The paper by Brent T. White is “Underwater and Not Walking Away: Shame, Fear and the Social Management of the Housing Crisis” (pdf) and it’s abstract:
Despite reports that homeowners are increasingly “walking away” from their mortgages, most homeowners continue to make their payments even when they are significantly underwater. This article suggests that most homeowners choose not to strategically default as a result of two emotional forces: 1) the desire to avoid the shame and guilt of foreclosure; and 2) exaggerated anxiety over foreclosure’s perceived consequences. Moreover, these emotional constraints are actively cultivated by the government and other social control agents in order to encourage homeowners to follow social and moral norms related to the honoring of financial obligations – and to ignore market and legal norms under which strategic default might be both viable and the wisest financial decision. Norms governing homeowner behavior stand in sharp contrast to norms governing lenders, who seek to maximize profits or minimize losses irrespective of concerns of morality or social responsibility.
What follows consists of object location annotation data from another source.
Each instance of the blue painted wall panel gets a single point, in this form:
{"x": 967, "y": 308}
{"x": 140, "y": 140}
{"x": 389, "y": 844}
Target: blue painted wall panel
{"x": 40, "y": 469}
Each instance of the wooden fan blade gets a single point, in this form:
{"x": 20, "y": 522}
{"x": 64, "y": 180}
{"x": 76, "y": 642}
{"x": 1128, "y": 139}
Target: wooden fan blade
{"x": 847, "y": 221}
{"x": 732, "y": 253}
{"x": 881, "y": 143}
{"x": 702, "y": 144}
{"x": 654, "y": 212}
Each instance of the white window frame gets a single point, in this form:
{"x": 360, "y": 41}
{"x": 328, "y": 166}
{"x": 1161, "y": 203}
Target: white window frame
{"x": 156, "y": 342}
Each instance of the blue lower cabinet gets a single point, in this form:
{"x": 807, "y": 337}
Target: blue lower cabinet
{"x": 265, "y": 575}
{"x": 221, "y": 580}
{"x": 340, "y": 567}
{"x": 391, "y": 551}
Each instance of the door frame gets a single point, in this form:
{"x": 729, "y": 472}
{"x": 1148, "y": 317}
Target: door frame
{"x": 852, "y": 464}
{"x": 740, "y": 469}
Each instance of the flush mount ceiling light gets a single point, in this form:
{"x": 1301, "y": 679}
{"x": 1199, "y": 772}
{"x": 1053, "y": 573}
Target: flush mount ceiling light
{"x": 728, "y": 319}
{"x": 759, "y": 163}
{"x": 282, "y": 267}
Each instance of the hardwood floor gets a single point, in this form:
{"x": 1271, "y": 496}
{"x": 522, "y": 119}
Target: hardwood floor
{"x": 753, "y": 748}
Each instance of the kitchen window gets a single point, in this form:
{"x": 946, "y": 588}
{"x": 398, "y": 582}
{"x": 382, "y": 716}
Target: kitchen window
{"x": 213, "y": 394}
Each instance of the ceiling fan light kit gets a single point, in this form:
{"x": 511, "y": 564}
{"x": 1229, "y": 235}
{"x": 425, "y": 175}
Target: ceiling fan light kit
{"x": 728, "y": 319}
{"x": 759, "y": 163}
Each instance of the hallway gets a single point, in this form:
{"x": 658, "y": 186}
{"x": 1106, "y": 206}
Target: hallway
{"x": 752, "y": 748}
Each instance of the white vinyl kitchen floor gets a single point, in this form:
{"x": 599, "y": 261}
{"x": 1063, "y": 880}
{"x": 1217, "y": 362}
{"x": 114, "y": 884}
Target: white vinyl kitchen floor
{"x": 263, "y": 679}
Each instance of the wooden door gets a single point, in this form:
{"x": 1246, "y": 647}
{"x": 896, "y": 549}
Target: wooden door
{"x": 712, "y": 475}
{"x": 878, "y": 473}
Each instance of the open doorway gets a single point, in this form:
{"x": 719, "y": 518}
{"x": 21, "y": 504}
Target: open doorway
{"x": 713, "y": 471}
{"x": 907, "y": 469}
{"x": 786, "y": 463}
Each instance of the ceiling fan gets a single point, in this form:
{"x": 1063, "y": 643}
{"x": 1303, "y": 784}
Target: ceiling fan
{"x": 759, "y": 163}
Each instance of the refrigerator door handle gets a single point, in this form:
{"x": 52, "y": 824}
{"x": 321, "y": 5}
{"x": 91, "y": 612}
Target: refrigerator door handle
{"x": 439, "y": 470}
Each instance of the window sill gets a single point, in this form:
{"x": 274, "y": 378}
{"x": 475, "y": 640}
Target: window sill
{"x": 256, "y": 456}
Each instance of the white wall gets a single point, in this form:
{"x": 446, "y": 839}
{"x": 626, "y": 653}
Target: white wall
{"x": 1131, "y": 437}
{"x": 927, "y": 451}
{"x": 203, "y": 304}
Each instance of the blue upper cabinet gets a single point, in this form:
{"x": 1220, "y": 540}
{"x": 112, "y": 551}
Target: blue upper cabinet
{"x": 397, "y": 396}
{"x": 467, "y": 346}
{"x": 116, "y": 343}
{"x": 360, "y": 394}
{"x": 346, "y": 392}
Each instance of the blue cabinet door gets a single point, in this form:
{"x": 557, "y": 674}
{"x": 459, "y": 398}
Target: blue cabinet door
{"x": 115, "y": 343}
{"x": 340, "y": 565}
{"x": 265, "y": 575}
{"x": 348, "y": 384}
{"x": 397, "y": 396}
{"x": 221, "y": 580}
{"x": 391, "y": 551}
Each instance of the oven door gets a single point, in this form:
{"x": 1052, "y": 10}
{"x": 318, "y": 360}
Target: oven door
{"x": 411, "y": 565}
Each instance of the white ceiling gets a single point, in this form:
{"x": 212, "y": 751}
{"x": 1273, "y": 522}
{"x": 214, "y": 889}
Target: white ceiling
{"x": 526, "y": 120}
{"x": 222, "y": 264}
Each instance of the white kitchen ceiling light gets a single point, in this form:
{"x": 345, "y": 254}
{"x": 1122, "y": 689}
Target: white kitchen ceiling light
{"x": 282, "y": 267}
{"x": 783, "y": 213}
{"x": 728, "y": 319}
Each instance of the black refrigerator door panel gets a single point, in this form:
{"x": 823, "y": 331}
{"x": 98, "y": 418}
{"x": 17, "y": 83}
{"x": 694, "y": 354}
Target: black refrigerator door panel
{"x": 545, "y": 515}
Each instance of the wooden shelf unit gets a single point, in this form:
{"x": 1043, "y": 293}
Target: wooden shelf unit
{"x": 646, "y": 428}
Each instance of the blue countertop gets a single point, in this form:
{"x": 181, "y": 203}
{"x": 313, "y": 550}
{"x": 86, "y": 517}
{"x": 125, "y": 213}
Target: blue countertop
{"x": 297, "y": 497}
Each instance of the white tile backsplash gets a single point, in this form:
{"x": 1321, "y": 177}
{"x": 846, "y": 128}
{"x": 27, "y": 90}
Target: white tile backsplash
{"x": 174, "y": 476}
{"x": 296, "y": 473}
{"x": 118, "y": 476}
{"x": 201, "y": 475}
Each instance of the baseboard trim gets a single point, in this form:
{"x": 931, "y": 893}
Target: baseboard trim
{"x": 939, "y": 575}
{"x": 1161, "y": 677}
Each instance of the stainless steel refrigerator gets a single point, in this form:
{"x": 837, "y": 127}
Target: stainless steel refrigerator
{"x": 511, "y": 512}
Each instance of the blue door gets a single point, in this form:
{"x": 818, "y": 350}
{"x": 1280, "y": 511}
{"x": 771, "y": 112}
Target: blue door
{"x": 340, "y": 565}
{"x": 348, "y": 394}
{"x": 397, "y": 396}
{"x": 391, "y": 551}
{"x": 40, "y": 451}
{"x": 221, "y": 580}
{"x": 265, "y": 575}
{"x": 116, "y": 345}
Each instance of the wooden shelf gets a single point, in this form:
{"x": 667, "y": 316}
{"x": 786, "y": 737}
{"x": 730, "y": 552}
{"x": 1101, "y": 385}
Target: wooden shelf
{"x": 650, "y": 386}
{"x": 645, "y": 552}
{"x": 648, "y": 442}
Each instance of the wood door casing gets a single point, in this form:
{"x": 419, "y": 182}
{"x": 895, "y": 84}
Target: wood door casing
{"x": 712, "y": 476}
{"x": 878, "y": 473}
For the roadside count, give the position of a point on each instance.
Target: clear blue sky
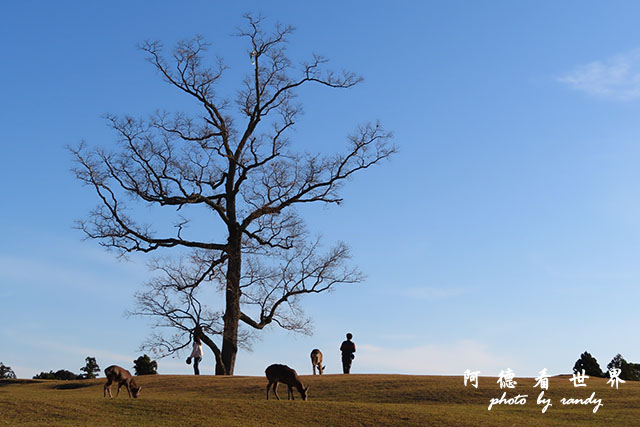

This norm asymmetry leads to distributional inequalities in which individual homeowners shoulder a disproportionate burden from the housing collapse.
It isn’t surprising that these two groups would have very different perceptions of what the rules and ethics of the situation are. Maybe what is surprising is that people tend to deny that; or having admitted it they then pick a very firm opinion about what the right position is about this. I.e. bank smart, borrower stupid, consequence is borrower’s fault; or bank ethical, borrower ethical, consequences be damn’d. You could setup three spinners and use them to assign a position to your high school debating club.
I love those sociology terms ‘social control agents,’ and ‘norms.’ I observe a lot of management cultism and it’s less black and white fellow travelers, e.g. MBA training, is focused on how engineer and manipulate such levers. Most practical men are indeed in thrall to the ideas of some long dead sociologist and current events are proving him nearly correct.